工具などは、第一ブランドがシェアの60〜70%をとるという傾向があります。しかし、今年は景気が悪化し、商品価格は高騰するといわれています。そうなってくると第一ブランド以外の安い商品を探す人も増えてくる。さまざまな商品を販売している当社の場合、そういったところに、今年の商機があるのではないかと思っています。プライベートブランド商品などは、市場価格より安く提供できるため、面白くなるんじゃないかと思っています。

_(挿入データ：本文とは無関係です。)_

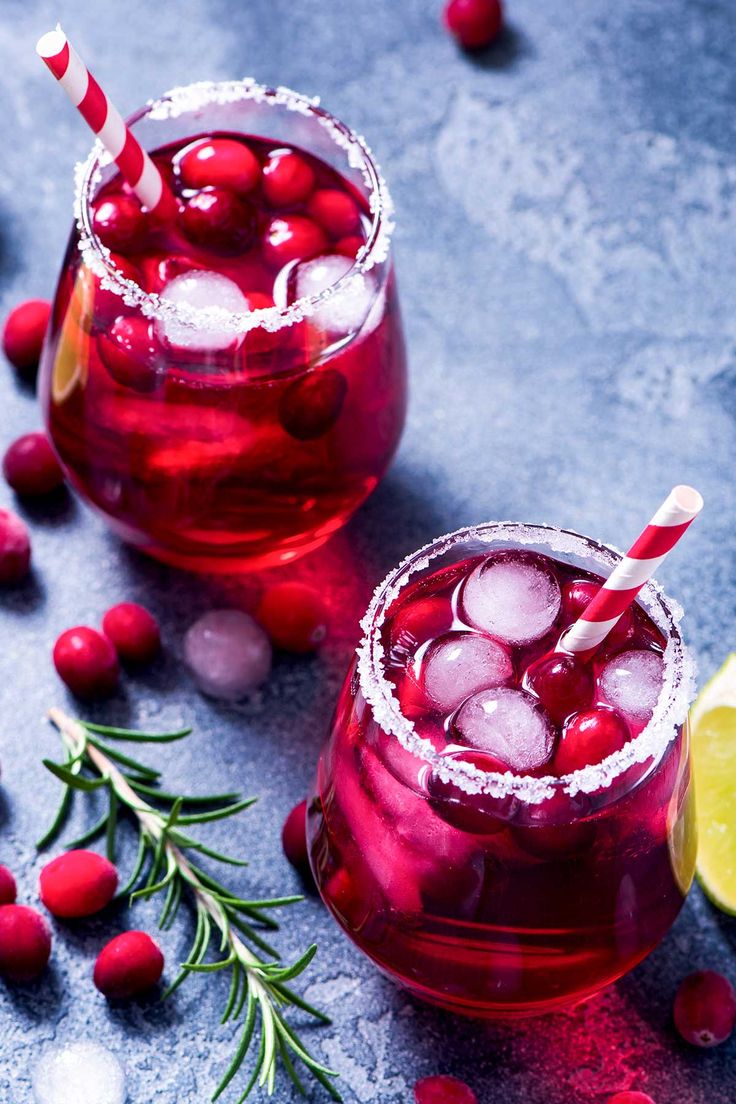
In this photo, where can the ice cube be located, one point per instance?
(459, 664)
(508, 724)
(631, 682)
(81, 1073)
(206, 292)
(348, 309)
(515, 598)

また、一般論として不況になってくると、新規の機会を買わなくなってきます。そうなると、メンテナンス商品を購入するようになってくる。メンテナンス商品の取り扱いにおいては、幅広く行っているため、当社の事業というのは、比較的不況に強いという特徴があります。

●商品を増やしていく考えは。
今年も現在あるカテゴリーの中の商品数を増やしていくとともに、取扱商品カテゴリーを増やしていくつもりです。ただ、カテゴリーの数を増やしすぎてしまうと、お客さんにとって探しにくくなってしまうので、統廃合していかなければならないと思っています。

●今後の目標は
最初に2000億円という数字を出しましたが、実はそれ自体には全くこだわっていません。むしろ、いい会社にしていきたいという思いのほうが強い。いい会社というのは、仕事をしていて楽しく、社会に対しても大きな意味を持つ会社だと思っている。モノタロウは社会にとって、なくてはならない会社になっているかといわれると、まだまだだと思う。もっと大きな会社にすることで、意味のある会社にし、楽しく仕事をしたいですね。

瀬戸欣哉(せと・きんや)
1960年生まれ。83年東京大学経済学部卒業後、住友商事株式会社に入社。96年米国ダートマス大学にてMBA取得。98年米国アイアンダイナミックスプロセスインターナショナル社社長を経て、2000年住商グレンジャー社設立、取締役就任。01年同社代表取締役社長就任、05年住友商事株式会社退社、06年株式会社MonotaRO代表執行役社長就任。06年12月東証マザーズに上場。